Boca Raton nonprofit snubs secular donation

Boca Raton nonprofit snubs secular donation

1Miami2you


A Florida nonprofit seems more intent on scoring points rather than helping people in the aftermath of Hurricane Irma.


Nonbelief Relief, a humanitarian adjunct of the Freedom From Religion Foundation, sent a check for $2,500 to Boca Helping Hands after Hurricane Irma.


"You are one of four state or local groups in Florida with high ratings from Charity Navigator that we are sending money to help support extra relief following the storm," Nonbelief Relief's letter stated.


The letter explicitly laid out a major reason for the donation


"We think it is important that it be known that secularists are just as charitable, if not more charitable than the religious, but have simply lacked the infrastructure to give as a united group under the banner of freethought," said Annie Laurie Gaylor, Nonbelief Relief's administrator. "Most atheists and freethinkers work to make a heaven on this planet, and therefore we greatly appreciate your humanitarian actions."

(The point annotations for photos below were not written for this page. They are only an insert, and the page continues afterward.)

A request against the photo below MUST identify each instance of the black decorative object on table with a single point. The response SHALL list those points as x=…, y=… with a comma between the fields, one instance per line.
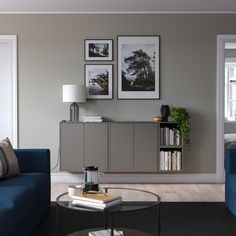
x=165, y=112
x=90, y=179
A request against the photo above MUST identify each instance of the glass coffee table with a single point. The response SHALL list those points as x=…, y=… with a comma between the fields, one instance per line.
x=136, y=203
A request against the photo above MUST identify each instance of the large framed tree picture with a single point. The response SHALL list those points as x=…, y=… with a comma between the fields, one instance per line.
x=138, y=67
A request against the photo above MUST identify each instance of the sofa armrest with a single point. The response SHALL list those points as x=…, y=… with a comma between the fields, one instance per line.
x=230, y=161
x=33, y=160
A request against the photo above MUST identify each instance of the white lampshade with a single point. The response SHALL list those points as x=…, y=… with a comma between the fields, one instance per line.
x=74, y=93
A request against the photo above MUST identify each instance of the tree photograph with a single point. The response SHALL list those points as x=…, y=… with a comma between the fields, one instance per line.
x=138, y=67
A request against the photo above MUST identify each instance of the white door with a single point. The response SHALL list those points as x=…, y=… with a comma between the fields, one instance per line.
x=8, y=88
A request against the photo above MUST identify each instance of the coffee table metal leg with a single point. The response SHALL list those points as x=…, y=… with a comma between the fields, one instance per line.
x=158, y=219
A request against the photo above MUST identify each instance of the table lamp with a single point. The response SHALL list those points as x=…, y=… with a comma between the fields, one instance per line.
x=74, y=93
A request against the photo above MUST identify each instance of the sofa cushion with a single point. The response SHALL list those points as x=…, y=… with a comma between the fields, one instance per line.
x=5, y=219
x=19, y=199
x=231, y=182
x=8, y=162
x=38, y=181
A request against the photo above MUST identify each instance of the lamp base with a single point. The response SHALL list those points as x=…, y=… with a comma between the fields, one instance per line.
x=74, y=112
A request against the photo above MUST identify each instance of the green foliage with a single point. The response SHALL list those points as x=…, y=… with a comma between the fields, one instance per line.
x=181, y=117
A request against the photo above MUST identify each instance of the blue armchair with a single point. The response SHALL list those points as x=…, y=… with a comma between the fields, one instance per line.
x=25, y=198
x=230, y=179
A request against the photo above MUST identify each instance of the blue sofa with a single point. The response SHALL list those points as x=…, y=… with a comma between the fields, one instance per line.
x=230, y=178
x=25, y=198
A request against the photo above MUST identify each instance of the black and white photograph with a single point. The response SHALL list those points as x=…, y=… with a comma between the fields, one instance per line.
x=138, y=67
x=98, y=81
x=98, y=50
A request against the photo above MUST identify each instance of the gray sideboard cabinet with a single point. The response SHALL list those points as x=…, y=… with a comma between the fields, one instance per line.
x=83, y=144
x=134, y=146
x=112, y=146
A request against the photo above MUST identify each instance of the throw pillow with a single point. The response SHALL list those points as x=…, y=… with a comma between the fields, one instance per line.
x=8, y=161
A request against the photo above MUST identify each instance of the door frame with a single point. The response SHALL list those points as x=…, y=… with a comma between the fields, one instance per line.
x=221, y=40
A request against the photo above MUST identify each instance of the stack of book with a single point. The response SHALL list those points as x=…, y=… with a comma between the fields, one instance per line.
x=98, y=200
x=91, y=119
x=106, y=232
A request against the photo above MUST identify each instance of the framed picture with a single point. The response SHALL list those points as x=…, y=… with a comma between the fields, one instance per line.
x=98, y=50
x=98, y=81
x=138, y=67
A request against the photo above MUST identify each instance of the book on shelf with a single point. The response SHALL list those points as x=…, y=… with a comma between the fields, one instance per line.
x=170, y=136
x=106, y=232
x=97, y=200
x=91, y=119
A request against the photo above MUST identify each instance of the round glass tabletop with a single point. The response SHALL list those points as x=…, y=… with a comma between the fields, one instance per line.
x=132, y=199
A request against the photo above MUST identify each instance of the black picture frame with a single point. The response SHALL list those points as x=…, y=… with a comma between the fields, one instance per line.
x=99, y=81
x=138, y=70
x=98, y=49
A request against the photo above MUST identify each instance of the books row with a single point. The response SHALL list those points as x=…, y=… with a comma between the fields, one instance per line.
x=170, y=136
x=97, y=200
x=91, y=119
x=106, y=232
x=171, y=160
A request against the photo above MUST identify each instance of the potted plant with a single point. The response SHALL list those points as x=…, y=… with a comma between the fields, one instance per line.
x=181, y=116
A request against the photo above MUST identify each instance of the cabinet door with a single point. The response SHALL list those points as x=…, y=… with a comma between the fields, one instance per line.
x=71, y=147
x=121, y=153
x=96, y=145
x=145, y=147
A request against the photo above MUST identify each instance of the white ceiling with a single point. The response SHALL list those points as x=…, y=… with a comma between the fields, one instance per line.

Perhaps the explicit stating of the motive was a bit too much for Boca Helping Hands to take.


"Boca Helping Hands has been participating with a number of local partners to provide relief to the victims of the hurricane," Boca Raton Helping Hand's Inteim Executive Director tersely replied. "However, we are not currently soliciting contributions for any further relief efforts." The group sent back FFRF's letter and check.


This message to Nonbelief Relief stands in stark contrast to the message on Boca Raton Helping Hands' website: "All contributions are welcome." 

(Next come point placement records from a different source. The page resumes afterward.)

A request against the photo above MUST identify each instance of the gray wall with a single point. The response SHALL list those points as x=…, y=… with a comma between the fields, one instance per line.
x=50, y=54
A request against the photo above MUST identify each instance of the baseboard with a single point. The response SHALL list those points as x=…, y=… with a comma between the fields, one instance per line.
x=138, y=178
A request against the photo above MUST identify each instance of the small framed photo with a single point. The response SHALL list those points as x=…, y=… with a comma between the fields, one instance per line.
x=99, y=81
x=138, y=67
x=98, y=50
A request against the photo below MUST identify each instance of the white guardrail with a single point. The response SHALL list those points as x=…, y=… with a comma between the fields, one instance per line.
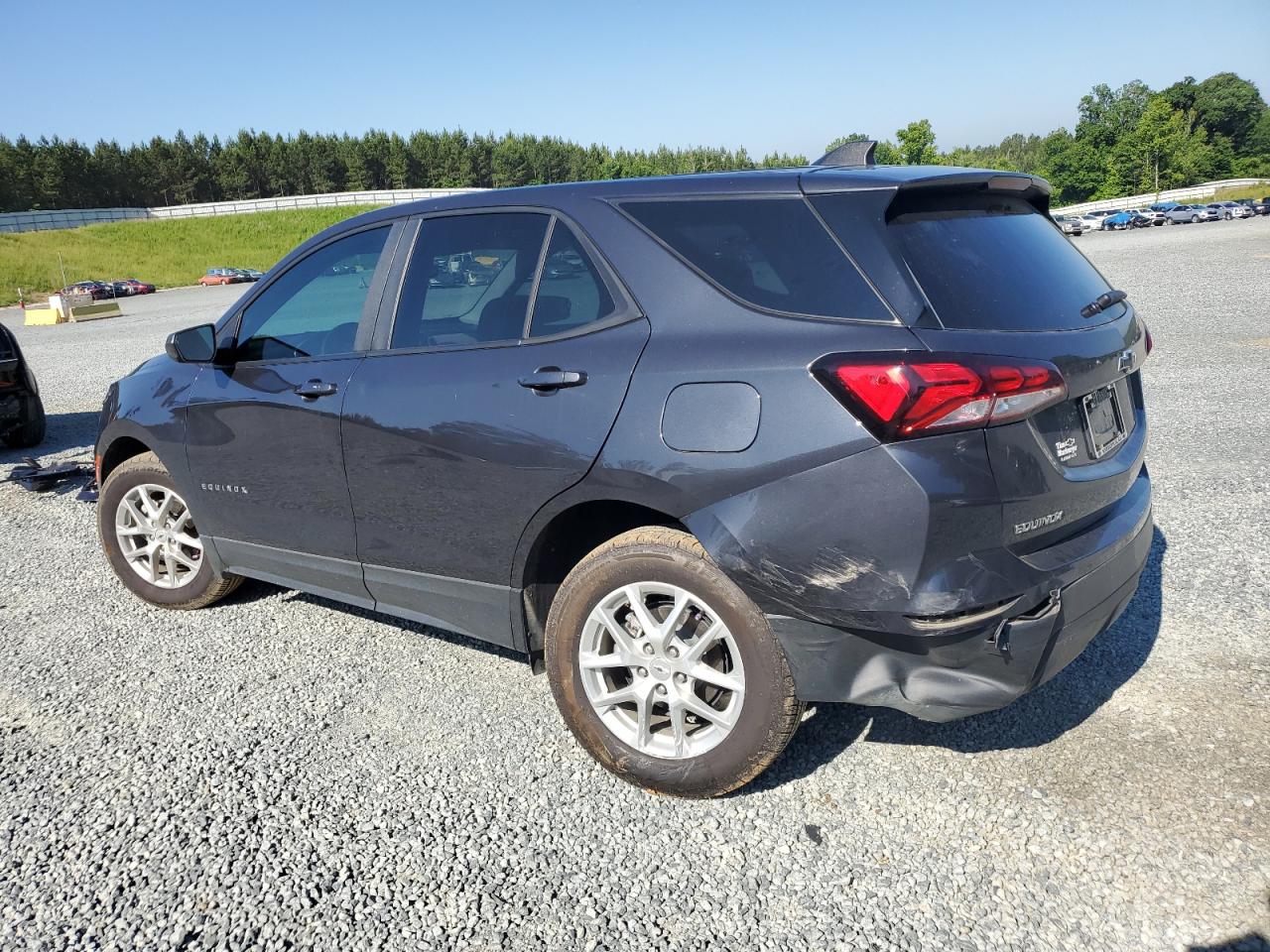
x=1174, y=194
x=75, y=217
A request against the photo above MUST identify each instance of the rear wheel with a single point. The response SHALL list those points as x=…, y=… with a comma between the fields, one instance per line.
x=665, y=670
x=151, y=539
x=31, y=426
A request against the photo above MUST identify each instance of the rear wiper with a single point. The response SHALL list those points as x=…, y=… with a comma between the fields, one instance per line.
x=1102, y=302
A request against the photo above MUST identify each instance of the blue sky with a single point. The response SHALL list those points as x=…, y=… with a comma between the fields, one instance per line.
x=761, y=75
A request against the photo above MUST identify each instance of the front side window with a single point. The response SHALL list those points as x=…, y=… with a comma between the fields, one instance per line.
x=571, y=291
x=468, y=280
x=314, y=308
x=771, y=253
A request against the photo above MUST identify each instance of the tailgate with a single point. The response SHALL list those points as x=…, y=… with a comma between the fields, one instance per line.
x=1057, y=471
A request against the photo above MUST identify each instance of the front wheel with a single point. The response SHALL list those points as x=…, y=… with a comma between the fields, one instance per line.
x=665, y=670
x=151, y=540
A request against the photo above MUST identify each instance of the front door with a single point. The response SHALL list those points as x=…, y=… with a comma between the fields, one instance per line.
x=508, y=361
x=263, y=425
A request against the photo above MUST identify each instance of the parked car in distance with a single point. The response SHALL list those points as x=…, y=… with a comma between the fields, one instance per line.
x=1121, y=221
x=1070, y=225
x=940, y=516
x=1230, y=209
x=131, y=286
x=1184, y=214
x=96, y=290
x=22, y=413
x=1102, y=214
x=220, y=276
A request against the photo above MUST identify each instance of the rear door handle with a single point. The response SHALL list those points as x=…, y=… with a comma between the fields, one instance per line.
x=547, y=380
x=314, y=389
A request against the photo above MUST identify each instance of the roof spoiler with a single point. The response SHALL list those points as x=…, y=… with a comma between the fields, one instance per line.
x=856, y=154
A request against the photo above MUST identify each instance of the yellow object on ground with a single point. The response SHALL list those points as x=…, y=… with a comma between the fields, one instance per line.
x=37, y=316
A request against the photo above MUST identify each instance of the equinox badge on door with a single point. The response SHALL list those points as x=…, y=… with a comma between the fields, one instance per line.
x=1021, y=527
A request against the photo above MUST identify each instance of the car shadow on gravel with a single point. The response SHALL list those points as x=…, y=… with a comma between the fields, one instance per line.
x=253, y=590
x=1035, y=719
x=64, y=431
x=1252, y=942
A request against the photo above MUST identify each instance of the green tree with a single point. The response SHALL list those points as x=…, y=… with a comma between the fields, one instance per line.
x=917, y=144
x=1229, y=105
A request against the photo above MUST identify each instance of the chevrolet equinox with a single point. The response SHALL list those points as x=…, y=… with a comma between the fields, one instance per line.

"Our charity is called Nonbelief Relief. But we find it beyond belief that a charitable organization would put its biases above the needs of its recipients," says Gaylor.


Nonbelief Relief was created by FFRF's executive board as a separate 501(c)(3) nonprofit to remediate conditions of human suffering and injustice, and to provide a charity under the banner of freethought.


Nonbelief Relief has no ulterior motive of "conversion" to freethought. But in giving aid in cases of natural disaster and mass suffering, it does have a legal purpose: to challenge the Internal Revenue Service's discriminatory favoritism of churches and church charities, which are exempted from accountability.


All other 501(c)(3) groups, including FFRF and Nonbelief Relief, must file an annual, detailed tax return in order to sustain tax-exempt status. Nonbelief Relief has notified the IRS it will not file any forms churches or church charities are exempted from.


Nonbelief Relief will be looking for a substitute local or regional charity in Florida to award the modest grant to.